他人のおせち料理の写真を見て、昔は「華やかだな。正月はこうでないと」くらいに思っていたのだが、今では「ああ、がんばってるなあ。(作る人が)ストレスためこんでないといいんだけど」と心配するようになってしまった。全員で負担を分担するならいいのだが、たいていの場合こういうのは特定の誰かだけに負担がいってしまう。わかりやすく(ものすごくわかりやすく、あえてこういう書き方してんのよ)「働く男と、家を守る女」という風にわけてみると、働く男が週末や年末年始に仕事を休むなら、家を守る女も週末や年末年始、同じように家事労働子育て、その他ヨメ稼業全般を休むべきだろう。男も女も働いているのなら、どちらも年末年始くらい寝て過ごせばいい(男と女、同じように労働しているのに、何故か家事労働全般を女がやる事になっている、という地獄に関しては、闇が深すぎると思うので今は書かない)。というわけで、自分はそういう割に合わない主婦労働はするつもりもさせるつもりもないので、年末年始だからといって何もしない。あとこの時期の行事といえば正月の帰省だが、それも無理して家族全員雁首そろえて帰省する必要などないし、そもそも帰省すら必要ない。華やかさや正月「らしさ」の裏では誰かが必要以上にがんばっている。年末年始など、誰に気も使わずに寝て暮らせばいいのだ。

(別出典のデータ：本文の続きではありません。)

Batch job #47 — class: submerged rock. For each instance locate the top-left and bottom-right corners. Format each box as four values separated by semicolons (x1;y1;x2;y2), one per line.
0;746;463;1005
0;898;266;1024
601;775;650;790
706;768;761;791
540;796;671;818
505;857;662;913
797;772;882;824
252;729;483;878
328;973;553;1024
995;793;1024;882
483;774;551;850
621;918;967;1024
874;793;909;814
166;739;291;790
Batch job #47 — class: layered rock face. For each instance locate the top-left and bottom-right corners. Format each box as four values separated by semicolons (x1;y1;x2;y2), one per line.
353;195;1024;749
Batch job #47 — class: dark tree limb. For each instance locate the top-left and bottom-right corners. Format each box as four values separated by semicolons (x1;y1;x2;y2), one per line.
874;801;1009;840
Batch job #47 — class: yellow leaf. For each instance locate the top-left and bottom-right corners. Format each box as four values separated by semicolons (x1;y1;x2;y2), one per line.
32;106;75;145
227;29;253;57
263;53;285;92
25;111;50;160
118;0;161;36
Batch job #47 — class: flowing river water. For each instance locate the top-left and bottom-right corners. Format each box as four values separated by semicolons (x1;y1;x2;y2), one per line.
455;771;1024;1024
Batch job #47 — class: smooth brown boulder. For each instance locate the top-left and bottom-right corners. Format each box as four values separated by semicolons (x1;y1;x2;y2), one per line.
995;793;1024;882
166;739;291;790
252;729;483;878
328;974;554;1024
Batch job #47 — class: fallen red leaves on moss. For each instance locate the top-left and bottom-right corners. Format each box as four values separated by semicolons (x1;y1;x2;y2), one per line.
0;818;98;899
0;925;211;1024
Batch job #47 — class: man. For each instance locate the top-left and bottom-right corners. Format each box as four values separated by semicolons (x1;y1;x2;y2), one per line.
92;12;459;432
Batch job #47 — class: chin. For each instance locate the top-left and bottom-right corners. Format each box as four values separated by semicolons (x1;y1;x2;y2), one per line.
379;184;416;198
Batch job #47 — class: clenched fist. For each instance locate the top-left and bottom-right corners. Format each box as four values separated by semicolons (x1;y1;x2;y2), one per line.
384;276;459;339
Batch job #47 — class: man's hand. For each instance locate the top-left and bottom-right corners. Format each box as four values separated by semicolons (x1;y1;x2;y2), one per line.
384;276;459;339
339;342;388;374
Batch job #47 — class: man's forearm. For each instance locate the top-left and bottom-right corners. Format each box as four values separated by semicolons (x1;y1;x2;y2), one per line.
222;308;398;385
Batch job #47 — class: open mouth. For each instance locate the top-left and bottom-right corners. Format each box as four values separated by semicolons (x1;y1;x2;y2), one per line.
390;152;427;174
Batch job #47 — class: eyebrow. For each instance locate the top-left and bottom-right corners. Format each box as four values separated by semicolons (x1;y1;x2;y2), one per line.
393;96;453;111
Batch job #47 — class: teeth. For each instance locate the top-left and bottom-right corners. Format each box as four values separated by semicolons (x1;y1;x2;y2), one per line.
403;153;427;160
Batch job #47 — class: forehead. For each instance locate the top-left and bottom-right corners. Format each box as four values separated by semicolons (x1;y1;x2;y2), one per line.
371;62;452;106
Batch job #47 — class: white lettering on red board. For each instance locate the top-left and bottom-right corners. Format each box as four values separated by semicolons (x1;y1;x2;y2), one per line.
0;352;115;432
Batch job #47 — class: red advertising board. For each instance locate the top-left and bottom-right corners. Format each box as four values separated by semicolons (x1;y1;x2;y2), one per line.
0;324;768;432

おまけ(と言うには長い文章)。帰省に関してなぜ最後に書いたかというと、この時期にツイッターを見ていると、妻の側から「夫の義実家に行くのがめんどくさい」というつぶやきをよく見る。何百人ものつぶやきを見ているので、夫の立場の人も妻の立場の人もいるのだが、夫の立場から「妻の実家に行くのがめんどくさい」と言っている人はほとんどいなくて、妻の側からの嘆きがほとんどだ。毎年ホントに、同じような嘆きをけっこう見る。そんなにイヤなら行かなきゃいいのになあ、と思うのだが、そうはいかない事情があるのだろう。これって、世間ではそうとられがちな「妻と義親」という関係の問題ではなくて、「夫と実親」の問題だと思うんだけどな。夫が「俺は正月だからといって正月みたいな顔して正月みたいな顔させた配偶者を連れて帰ったりしねえぞ」というようなキャラクターを作っておけば、妻は夫の実家に正月帰省する必要などないだろう。行きたいのなら夫だけが実家に帰って妻は自宅で寝ていれば誰も損しない。まあ世の中、千種千様に事情が絡み合い、そんな簡単にはいかないというのは百も承知だけど。
年中行事に限らず、その他慣習、常識というものに対して「おれは絶対にやりたくないコトはやらねえぞ」と言い続け、実際に何もしないでいるコトは案外難しい。そんなことを身をもって感じた一年だった。来年はさらに頑固に、あらゆる「らしさ」に対してイヤだイヤだと言い続けたい。